Paul Phillips sells some of the best toys in the world.
At four-and-a-half metres long and two metres high, the Morphis simulator is a little big for most playrooms.
The price tag of £160,000 puts it beyond the normal budget.
But children, big and small, cannot resist it, including most visitors to Camber Entertainment's Crawley headquarters.
Three massive hydraulic pumps buck the futuristic-looking module back and forth while a two-metre screen inside plays videos from the cockpits of wild rollercoasters and display aircraft.
It is as near as most passengers will get to flying with the Blue Angel's jet display team or enjoying a theme park ride in outer space.
Mr Phillips, Camber's sales manager, insists he does not spend his working days sat on the rides.
After a career in the leisure industry, he is hardened to these things.
Camber has just signed a deal to create a simulation of the International Space Station with the help of NASA astronaut David Scott.
The station itself is to be built over the next five years and will be the one of the brightest objects in the night sky when it is completed.
The simulation is a major project for Camber.
British graphic designer Ben Smith will create the 'ridefilm' - what passengers see on the screen - and Camber will set up its Morphis unit to suit the action.
Once the film is created, a Camber engineer will programme the simulator to rise and sway according to what happens on the screen.
The first Space Station Simulator will be installed this September at Calgary International Airport in Canada.
This Sussex simulation company is on a roll.
Camber is creating the first public simulation of a flight in Eurofighter.
A specially designed lorry will tour Europe giving members of the public the chance to become Top Gun for a few minutes.
The U.S. Navy has ordered a unit on a similar trailer to encourage new recruits.
It is payback time for a company which spent the first nine months after its foundation in 1996 designing a range of simulators from a blank sheet of paper.
Steve Spence, a former employee of Crawley simulator firm Thompson, drafted in Steve Harper, a designer for Rolls Royce and Rover, to create the futuristic body shell.
Mr Phillips said: "This is the most modern-looking capsule in the industry."
So far 120 Morphis machines have been sold worldwide.
Museums are ordering eight-person versions of the Morphis and running educational films.
These take the viewer swooping past the moon landing, flying through a World War One dogfight and splashing through the waves with Columbus in just a few minutes.
America's greatest museum, the Smithsonian, has four of the machines.
The technology used to kid your senses is not remarkably advanced.

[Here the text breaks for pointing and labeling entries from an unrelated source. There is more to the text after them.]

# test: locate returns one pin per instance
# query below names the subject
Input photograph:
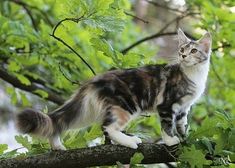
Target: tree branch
(102, 155)
(164, 6)
(30, 88)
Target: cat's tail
(34, 122)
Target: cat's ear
(182, 37)
(205, 42)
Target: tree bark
(102, 155)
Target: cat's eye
(182, 50)
(194, 50)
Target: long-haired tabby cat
(116, 97)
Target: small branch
(164, 6)
(102, 155)
(68, 46)
(136, 17)
(124, 51)
(30, 88)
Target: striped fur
(118, 96)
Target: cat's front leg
(182, 123)
(168, 124)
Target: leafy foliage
(30, 54)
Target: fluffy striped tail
(34, 122)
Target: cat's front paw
(136, 139)
(169, 140)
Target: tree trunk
(94, 156)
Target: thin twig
(136, 17)
(73, 82)
(67, 45)
(164, 6)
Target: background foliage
(41, 61)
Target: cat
(118, 96)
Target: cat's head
(193, 53)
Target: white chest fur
(198, 75)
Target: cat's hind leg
(114, 122)
(182, 124)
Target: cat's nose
(183, 56)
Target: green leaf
(3, 147)
(41, 93)
(106, 23)
(9, 154)
(23, 79)
(23, 140)
(136, 158)
(13, 66)
(195, 158)
(75, 140)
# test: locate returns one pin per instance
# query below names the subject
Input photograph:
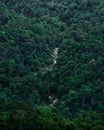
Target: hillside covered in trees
(52, 60)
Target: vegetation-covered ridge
(72, 80)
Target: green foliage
(30, 30)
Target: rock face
(50, 67)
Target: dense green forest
(51, 64)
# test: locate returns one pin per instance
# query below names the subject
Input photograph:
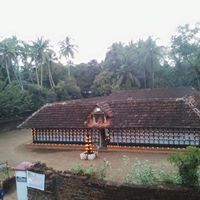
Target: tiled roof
(138, 108)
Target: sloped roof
(137, 108)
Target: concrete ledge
(78, 147)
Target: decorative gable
(98, 118)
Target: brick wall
(66, 186)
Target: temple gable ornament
(98, 119)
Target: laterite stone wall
(66, 186)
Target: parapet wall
(66, 186)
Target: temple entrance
(103, 138)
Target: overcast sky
(95, 24)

The films themselves arrive on CD Roms as MPEG files, a format often used in a smaller form on the internet.
The computer which runs the films has a lowly 150MHZ Pentium Processor and just 8MB of RAM. You could pick up something similar in PC World for less than £500.
Mr Phillips said: "It all uses simple technology.

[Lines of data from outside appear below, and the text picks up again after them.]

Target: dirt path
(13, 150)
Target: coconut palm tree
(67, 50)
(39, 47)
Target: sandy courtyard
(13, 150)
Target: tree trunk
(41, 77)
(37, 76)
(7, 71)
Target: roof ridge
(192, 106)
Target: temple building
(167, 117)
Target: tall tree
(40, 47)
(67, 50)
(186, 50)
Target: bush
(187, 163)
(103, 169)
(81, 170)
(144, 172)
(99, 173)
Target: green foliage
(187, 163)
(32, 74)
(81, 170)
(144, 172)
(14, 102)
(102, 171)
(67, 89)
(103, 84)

"It's the combination of technologies and being able to control motion and visuals that matters."
This combination becomes more potent as the machines get bigger.
The company's Stargazer Motion Theater can pitch audiences of more than 100 in six different direction as they watch films on giant screens.
A clutch of companies are creating virtual flight within easy earshot of the real thing at Gatwick.
Thompson Training and Simulation is joined by the simulation division of CAE Electronics at Burgess Hill and Intersim in Littlehampton.
SEOS Displays in Burgess Hill runs a healthy business supplying screens to many military and civil simulation projects.
Mr Phillips said new businesses in a certain industry tend to spring up when key personnel leave established firms.
It is a remarkable cluster of technology firms all working in an exclusive industry.
It means Sussex is home to some of the most skilled workers in the country.